Raw reads were processed using the Simple Annotation of Metatranscriptomes by Sequence Analysis 2.0 (SAMSA2) pipeline (Westreich et al. 2018) with slight modification. Briefly, low quality bases were trimmed using Trimmomatic v0.39 (Bolger et al. 2014) and overlapping paired-end reads were merged into single sequences using PEAR v0.9.11 (Zhang et al. 2014). Ribosomal RNA reads were removed with SortMeRNA v2.1 (Kopylova et al. 2012) and the cleaned transcripts were annotated by DIAMOND v0.9.36 (Buchfink et al. 2021) against the National Center for Biotechnology Information (NCBI) Reference Sequence (RefSeq) database (O'leary et al. 2016) for taxonomic and functional characterization. The resulting annotation files were aggregated and merged with custom Python and R scripts included in the SAMSA2 pipeline (Westreich et al. 2018).

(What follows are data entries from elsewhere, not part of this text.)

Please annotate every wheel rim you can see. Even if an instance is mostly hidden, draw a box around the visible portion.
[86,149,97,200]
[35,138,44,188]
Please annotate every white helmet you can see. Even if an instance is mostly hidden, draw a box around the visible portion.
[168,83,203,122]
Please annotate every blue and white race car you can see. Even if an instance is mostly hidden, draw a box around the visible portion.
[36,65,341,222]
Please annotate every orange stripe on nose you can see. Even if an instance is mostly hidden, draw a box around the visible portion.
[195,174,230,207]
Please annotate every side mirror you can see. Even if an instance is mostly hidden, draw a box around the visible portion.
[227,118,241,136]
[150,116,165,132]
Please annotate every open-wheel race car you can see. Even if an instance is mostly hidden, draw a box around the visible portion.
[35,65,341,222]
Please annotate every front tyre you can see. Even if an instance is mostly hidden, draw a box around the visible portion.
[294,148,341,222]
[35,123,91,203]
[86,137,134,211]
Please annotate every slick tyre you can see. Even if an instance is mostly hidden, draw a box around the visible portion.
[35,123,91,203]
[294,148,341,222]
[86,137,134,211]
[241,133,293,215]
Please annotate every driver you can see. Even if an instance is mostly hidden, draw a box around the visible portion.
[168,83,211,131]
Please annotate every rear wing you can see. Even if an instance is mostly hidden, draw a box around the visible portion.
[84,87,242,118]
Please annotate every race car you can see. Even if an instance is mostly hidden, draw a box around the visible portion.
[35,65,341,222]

We selected n = 12 genes/gene families encoding for focal enzymes to investigate which are important to the breakdown of organic matter: Dioxygenases (associated with aerobic respiration), Sulfatases (associated with the release of sulfates from complex molecules), sulfite reductases (associated with sulfite reduction), methyl coenzyme M reductase and formylmethanofuran (associated with methanogenesis), nitrite reductases (associated with nitrite reduction), cellobiosidase, glucosidase, and xylosidase (associated with cellulose breakdown), phenol oxidase (associated with lignin breakdown), acid phosphatase (associated with phosphate acquisition in acidic environments), and alkaline phosphatase (associated with phosphate acquisition in basic environments; Table 1). For each gene/family of interest, we searched all annotated transcripts for all entries corresponding to that gene/family and combined all values for a total expression.

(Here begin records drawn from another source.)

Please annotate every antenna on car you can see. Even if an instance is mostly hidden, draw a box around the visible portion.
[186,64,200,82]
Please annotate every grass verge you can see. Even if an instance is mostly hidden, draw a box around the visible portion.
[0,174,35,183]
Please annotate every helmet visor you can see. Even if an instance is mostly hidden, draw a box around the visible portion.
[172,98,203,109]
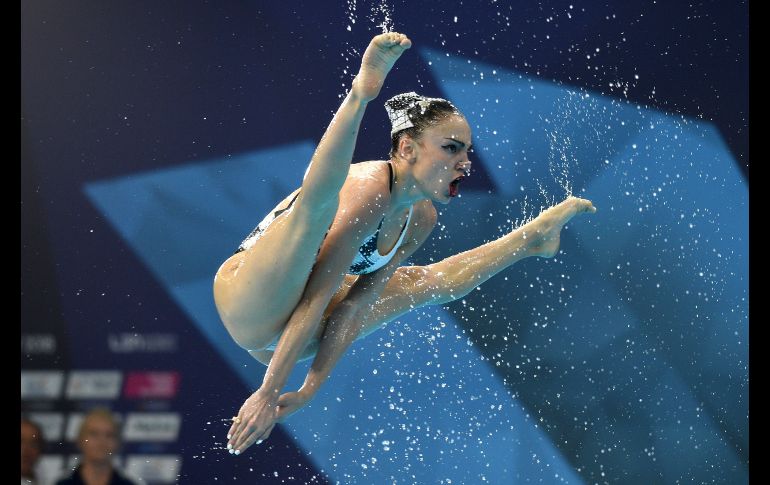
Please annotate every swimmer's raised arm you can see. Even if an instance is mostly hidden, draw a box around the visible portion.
[299,202,437,399]
[228,180,389,454]
[300,32,412,207]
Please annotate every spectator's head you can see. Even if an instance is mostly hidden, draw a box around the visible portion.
[78,408,119,463]
[21,418,43,478]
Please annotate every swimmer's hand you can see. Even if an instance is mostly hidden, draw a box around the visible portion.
[521,196,596,258]
[277,389,313,423]
[351,32,412,102]
[227,388,278,455]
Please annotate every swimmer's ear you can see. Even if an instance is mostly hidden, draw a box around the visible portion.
[398,134,417,163]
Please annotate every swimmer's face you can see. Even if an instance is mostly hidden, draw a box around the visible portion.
[21,421,43,476]
[412,115,472,204]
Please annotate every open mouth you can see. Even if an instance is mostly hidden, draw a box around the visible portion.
[449,175,465,197]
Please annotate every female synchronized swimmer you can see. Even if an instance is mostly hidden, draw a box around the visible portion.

We selected n = 6 monophyletic microbial functional groups, representing sulfate reducers, sulfate oxidizers, methane oxidizers, methanogens, nitrite oxidizers, and ammonia oxidizers associated with sulfate and methane cycling. We filtered all annotated transcripts for all species with the following in the name: in the name: ‘desulfo’ for sulfate reducers, ‘sulfito’ for sulfite oxidizers, ‘methylo’ for methyl/methane oxidizers, ‘methano’ for methanogens, ‘nitro’ for nitrite oxidizers, and ‘nitroso’ for aerobic ammonia oxidizers.

References:
Bolger, A. M., M. Lohse, and B. Usadel. 2014. Trimmomatic: A flexible trimmer for Illumina sequence data. Bioinformatics 30: 2114-2120.

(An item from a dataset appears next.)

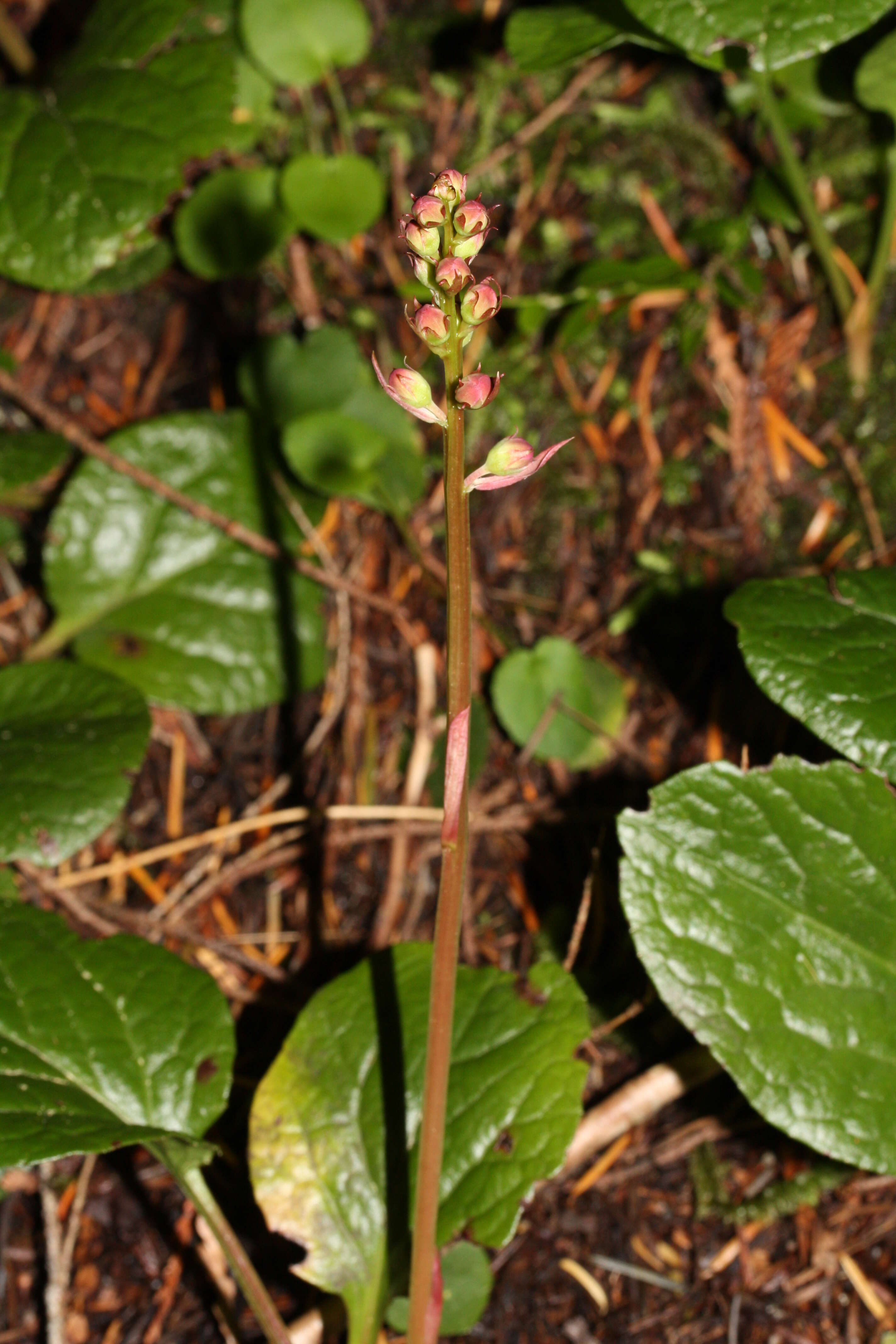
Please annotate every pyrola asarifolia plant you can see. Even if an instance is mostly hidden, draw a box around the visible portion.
[373,168,569,1344]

Buchfink, B., K. Reuter, and H.-G. Drost. 2021. Sensitive protein alignments at tree-of-life scale using DIAMOND. Nature Methods 18: 366-368.
Kopylova, E., L. Noé, and H. Touzet. 2012. SortMeRNA: Fast and accurate filtering of ribosomal RNAs in metatranscriptomic data. Bioinformatics 28: 3211-3217.
O'leary, N. A. and others 2016. Reference sequence (RefSeq) database at NCBI: Current status, taxonomic expansion, and functional annotation. Nucleic Acids Research 44: D733-D745.
Rio, D. C., M. Ares, G. J. Hannon, and T. W. Nilsen. 2010. Purification of RNA using TRIzol (TRI reagent). Cold Spring Harbor Protocols 2010: pdb. prot5439.
Westreich, S. T., M. L. Treiber, D. A. Mills, I. Korf, and D. G. Lemay. 2018. SAMSA2: A standalone metatranscriptome analysis pipeline. BMC bioinformatics 19: 1-11.
Zhang, J., K. Kobert, T. Flouri, and A. Stamatakis. 2014. PEAR: A fast and accurate Illumina Paired-End reAd mergeR. Bioinformatics 30: 614-620.